DBT supports hooks, which are a mechanism for running operations at different points of the execution of your DBT DAG. This is useful for running operations like adding a record to an audit table, running specific reports, and more.
Here I will show an example based on my “enriched movies” example from my previous blog post. Consider the use case where you want to export a table to your data lake after populating it using DBT run.
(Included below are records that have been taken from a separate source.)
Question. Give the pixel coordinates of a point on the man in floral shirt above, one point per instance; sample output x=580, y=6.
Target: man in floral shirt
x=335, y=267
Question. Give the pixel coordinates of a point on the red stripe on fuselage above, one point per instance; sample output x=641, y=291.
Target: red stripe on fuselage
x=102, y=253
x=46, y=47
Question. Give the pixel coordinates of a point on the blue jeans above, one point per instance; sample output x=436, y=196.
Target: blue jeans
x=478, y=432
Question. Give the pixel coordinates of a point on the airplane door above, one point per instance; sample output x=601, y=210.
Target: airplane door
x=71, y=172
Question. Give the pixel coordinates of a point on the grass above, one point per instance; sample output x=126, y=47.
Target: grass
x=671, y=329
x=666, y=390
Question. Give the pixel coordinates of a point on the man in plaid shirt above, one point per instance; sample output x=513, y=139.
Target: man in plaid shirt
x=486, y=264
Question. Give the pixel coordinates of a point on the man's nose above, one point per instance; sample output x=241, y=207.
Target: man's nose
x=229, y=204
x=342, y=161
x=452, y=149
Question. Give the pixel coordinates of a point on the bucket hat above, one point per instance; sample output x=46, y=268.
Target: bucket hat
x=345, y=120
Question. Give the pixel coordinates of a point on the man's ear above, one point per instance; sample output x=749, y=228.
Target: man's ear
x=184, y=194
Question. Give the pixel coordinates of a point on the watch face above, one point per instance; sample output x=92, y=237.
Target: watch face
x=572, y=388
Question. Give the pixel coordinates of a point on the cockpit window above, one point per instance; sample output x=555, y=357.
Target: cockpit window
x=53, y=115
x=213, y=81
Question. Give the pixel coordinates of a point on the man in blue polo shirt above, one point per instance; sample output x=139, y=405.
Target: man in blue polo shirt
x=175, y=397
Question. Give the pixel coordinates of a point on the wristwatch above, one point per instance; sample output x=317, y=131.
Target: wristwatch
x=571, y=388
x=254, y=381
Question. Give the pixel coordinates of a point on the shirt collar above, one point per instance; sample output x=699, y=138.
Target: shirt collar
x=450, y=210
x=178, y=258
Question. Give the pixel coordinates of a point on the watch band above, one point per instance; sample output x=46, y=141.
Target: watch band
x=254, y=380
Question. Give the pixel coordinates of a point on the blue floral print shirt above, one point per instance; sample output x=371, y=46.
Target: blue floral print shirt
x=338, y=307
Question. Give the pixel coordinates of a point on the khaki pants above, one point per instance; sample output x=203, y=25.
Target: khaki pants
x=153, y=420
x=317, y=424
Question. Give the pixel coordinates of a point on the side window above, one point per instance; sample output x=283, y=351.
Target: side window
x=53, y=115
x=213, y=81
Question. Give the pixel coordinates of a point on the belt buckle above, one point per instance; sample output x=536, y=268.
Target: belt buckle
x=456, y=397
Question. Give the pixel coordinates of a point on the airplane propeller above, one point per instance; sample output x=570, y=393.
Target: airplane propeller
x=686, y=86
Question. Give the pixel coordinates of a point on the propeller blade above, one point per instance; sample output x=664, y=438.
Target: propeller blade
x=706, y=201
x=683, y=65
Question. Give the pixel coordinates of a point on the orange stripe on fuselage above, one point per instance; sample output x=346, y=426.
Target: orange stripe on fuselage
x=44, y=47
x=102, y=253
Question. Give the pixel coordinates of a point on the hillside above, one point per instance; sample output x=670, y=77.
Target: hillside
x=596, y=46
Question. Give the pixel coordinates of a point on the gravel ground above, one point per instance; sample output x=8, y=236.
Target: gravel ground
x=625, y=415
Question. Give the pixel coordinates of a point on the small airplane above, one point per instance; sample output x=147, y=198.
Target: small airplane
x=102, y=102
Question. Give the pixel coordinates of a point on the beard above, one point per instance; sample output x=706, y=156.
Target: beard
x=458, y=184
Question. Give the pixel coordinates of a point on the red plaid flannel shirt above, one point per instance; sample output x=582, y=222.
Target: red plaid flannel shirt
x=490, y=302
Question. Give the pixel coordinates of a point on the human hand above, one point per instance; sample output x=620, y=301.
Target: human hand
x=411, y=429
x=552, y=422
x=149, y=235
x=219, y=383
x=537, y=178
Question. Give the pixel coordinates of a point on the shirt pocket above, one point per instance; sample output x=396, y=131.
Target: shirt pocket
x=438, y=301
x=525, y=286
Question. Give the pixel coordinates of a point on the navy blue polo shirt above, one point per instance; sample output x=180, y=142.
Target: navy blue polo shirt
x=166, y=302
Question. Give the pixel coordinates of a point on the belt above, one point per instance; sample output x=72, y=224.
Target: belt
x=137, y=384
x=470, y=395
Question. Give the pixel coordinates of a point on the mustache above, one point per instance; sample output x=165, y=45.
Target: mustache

You could do something like the following:
{{ config(
post_hook = "EXPORT DATA
OPTIONS (
uri = 'gs://bq_movie_export/movie_export/*.json',
format = 'JSON',
overwrite = true)
AS (
SELECT *
FROM dbt_bwendt.enriched_movies
ORDER BY movie_title
);
"
) }}
with movies as (
select id as movie_id, title
from {{ ref('movies') }}
),
actors as (
select id as actor_id, name
from {{ ref('actors') }}
),
movie_actor_mapping as (
select id, movie_id, actor_id
from {{ ref('stg_actor_movies') }}
)
select movie_actor_mapping.id,
movies.title as movie_title,
actors.name as actor_name
from movie_actor_mapping
join movies using (movie_id)
join actors using (actor_id)
Note the use of the config
macro with a post hook specified. The
action performed by the post hook is:
EXPORT DATA
OPTIONS (
uri = 'gs://bq_movie_export/movie_export/*.json',
format = 'JSON',
overwrite = true)
AS (
SELECT *
FROM dbt_bwendt.enriched_movies
ORDER BY movie_title
);
This is a bigquery specific export option that will write the table to the specified GCS location. If you were to look in the generated file, you would see this in JSONL format:
{"id":"3","movie_title":"Avatar","actor_name":"Sigourney Weaver"}
{"id":"5","movie_title":"Paul","actor_name":"Sigourney Weaver"}
{"id":"2","movie_title":"Speed","actor_name":"Keanu Reeves"}
{"id":"1","movie_title":"Speed","actor_name":"Sandra Bullock"}
{"id":"6","movie_title":"Terminator 2","actor_name":"Linda Hamilton"}
{"id":"4","movie_title":"The Matrix","actor_name":"Keanu Reeves"}
Bigquery’s export automatically writes these out in a way that will be easy to read into another distributed processing engine like dataprow or dataflow.